Overall, the results of this study demonstrated that EBL with large-volume ligators for the treatment of GV bleeding had a high success rate of initial haemostasis and GV eradication, prevented the occurrence of sepsis and distant embolism, and reduced fever and rebleeding rates. Therefore, EBL can serve as an alternative approach for emergency endoscopic management of GV bleeding. However, rebleeding resulting from early band slippage often poses a life-threatening risk. Vigilant monitoring for rebleeding is imperative after successful initial hemostasis with EBL, and a predefined management strategy for early band slippage-related rebleeding must be established. Although EVO is associated with a relatively high rebleeding rate, such rebleeding events are typically manageable. Additionally, EVO demonstrates a low recurrence rate and an extremely rare incidence of fatal pulmonary embolism38. When technically feasible, EVO remains a viable option for controlling GV bleeding. However, for cases with large gastrorenal shunt, EVO should be selected with caution.

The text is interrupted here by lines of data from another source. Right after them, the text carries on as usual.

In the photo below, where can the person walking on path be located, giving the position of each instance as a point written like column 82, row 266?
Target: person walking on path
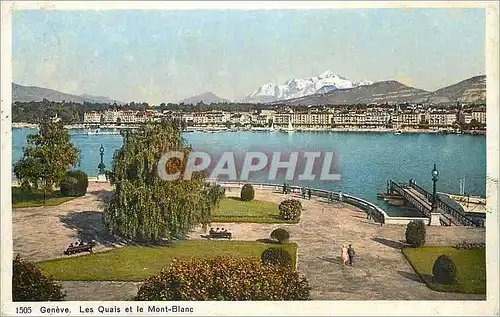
column 344, row 255
column 351, row 253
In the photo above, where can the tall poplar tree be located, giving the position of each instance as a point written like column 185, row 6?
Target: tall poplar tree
column 47, row 157
column 146, row 208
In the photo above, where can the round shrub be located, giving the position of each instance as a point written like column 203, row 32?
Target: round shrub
column 415, row 233
column 29, row 284
column 444, row 270
column 224, row 278
column 290, row 209
column 276, row 256
column 247, row 192
column 83, row 181
column 280, row 235
column 68, row 186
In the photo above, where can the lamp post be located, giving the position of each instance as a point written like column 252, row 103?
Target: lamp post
column 101, row 165
column 435, row 175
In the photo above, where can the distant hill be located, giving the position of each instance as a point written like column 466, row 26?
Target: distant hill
column 206, row 98
column 380, row 92
column 32, row 93
column 469, row 90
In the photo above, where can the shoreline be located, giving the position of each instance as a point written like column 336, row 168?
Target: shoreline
column 21, row 125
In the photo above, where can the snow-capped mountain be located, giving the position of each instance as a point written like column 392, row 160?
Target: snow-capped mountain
column 296, row 88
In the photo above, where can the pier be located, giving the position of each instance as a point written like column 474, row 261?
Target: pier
column 449, row 213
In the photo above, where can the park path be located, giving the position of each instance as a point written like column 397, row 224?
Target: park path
column 380, row 271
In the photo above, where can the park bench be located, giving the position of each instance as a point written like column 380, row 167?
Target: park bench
column 220, row 234
column 72, row 249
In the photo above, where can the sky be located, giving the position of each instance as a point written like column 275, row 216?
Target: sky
column 165, row 56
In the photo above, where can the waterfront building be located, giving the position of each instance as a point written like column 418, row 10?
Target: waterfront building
column 281, row 119
column 318, row 119
column 92, row 117
column 479, row 115
column 442, row 119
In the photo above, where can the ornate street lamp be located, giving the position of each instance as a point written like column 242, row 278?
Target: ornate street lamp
column 101, row 165
column 435, row 175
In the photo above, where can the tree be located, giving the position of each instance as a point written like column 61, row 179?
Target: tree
column 47, row 157
column 30, row 284
column 146, row 208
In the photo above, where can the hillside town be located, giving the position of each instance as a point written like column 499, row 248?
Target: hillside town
column 317, row 118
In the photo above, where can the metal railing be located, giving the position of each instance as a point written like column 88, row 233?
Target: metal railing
column 400, row 190
column 447, row 209
column 377, row 213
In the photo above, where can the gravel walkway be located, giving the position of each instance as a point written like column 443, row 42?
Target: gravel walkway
column 380, row 271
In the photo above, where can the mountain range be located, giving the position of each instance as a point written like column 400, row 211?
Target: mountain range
column 469, row 90
column 297, row 88
column 32, row 93
column 327, row 88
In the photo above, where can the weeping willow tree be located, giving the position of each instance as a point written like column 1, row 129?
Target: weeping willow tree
column 146, row 208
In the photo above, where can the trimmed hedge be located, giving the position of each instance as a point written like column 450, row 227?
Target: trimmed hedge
column 29, row 284
column 415, row 233
column 444, row 270
column 290, row 209
column 83, row 181
column 280, row 235
column 470, row 246
column 276, row 256
column 224, row 278
column 247, row 192
column 68, row 186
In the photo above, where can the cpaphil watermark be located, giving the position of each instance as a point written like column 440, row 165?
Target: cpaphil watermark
column 242, row 165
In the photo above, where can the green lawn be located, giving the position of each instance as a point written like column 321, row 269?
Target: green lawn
column 22, row 199
column 233, row 209
column 471, row 268
column 137, row 263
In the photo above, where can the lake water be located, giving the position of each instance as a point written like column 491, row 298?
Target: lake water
column 365, row 160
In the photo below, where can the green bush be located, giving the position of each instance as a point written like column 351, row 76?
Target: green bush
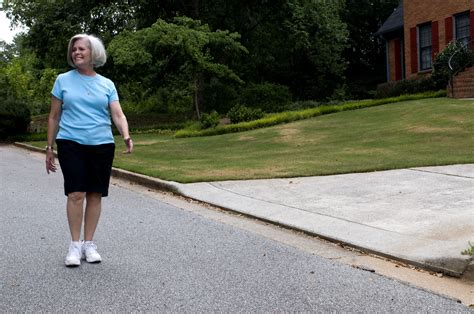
column 209, row 120
column 14, row 117
column 240, row 113
column 289, row 116
column 463, row 57
column 268, row 97
column 220, row 96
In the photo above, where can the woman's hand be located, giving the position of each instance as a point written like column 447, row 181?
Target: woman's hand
column 129, row 143
column 50, row 161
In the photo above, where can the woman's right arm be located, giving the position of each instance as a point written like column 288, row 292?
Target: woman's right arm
column 53, row 126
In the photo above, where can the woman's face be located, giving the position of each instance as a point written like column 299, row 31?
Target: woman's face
column 81, row 53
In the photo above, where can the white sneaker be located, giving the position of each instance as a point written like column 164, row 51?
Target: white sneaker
column 89, row 252
column 73, row 257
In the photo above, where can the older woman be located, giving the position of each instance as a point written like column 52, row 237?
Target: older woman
column 79, row 121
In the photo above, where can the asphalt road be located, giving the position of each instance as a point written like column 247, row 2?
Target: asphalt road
column 161, row 258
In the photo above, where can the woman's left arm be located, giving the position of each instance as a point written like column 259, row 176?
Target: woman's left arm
column 121, row 123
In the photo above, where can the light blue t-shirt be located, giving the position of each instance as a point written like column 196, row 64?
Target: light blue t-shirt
column 85, row 116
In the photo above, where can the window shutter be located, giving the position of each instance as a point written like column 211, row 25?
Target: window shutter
column 413, row 50
column 472, row 29
column 435, row 39
column 448, row 26
column 398, row 59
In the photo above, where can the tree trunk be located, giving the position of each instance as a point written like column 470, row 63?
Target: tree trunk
column 198, row 94
column 196, row 97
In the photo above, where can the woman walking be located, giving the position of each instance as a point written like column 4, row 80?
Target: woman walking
column 79, row 122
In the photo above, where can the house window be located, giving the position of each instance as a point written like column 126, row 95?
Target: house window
column 425, row 46
column 462, row 27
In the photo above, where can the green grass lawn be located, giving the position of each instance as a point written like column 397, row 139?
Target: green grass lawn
column 426, row 132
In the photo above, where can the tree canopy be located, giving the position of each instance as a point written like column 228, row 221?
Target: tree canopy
column 172, row 56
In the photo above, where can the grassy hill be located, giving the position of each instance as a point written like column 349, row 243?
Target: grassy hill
column 426, row 132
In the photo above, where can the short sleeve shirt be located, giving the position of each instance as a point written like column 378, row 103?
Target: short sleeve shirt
column 85, row 116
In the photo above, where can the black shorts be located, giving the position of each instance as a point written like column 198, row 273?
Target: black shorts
column 86, row 168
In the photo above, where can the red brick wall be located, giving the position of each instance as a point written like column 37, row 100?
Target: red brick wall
column 422, row 11
column 395, row 59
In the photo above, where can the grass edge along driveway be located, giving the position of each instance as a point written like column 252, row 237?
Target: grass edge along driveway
column 427, row 132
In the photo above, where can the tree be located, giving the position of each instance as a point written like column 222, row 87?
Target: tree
column 177, row 55
column 52, row 23
column 365, row 53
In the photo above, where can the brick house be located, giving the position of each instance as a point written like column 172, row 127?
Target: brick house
column 418, row 30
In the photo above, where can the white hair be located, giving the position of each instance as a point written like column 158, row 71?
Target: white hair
column 98, row 55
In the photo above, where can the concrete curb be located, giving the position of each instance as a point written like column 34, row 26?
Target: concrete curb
column 446, row 263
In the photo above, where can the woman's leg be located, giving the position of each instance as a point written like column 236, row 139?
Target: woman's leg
column 75, row 208
column 92, row 214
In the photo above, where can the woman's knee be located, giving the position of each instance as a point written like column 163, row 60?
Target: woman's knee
column 93, row 196
column 76, row 197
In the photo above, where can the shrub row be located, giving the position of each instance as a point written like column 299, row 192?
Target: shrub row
column 290, row 116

This study has limitations when considering the application of the findings in clinical practice. First, the follow-up period was short (6 months), which affected the observation of the long-term efficacy of EBL in the treatment of GV. Second, because studies on large-volume band ligators are limited, we estimated the 6-month cumulative rebleeding rate based on data for the six-shooter ligator to calculate the minimal sample size. However, we also increased our actual sample size to make the results more credible. Third, formal cost-effectiveness assessment was not conducted to guide emergency endoscopic hemostasis in active GV bleeding, warranting future research. Additionally, a control comparison with small-volume ligators is required. Therefore, future randomised controlled trials with large sample sizes and long-term follow-up are needed to support the safety and efficacy of EBL with large-volume ligators in the treatment of GV rupture and active bleeding.

Conclusions

Our findings indicate that the short-term efficacy of EBL with large-volume ligators in the treatment of actively bleeding GV is similar to that of EVO, but postoperative rebleeding is often more dangerous in EBL than in EVO. Therefore, EBL represents a viable alternative in emergency endoscopic control of GV bleeding, provided that a contingency plan for early band slippage-related rebleeding is implemented. Importantly, our findings provide up-to-date evidence of the efficacy of EBL in the treatment of active GV bleeding.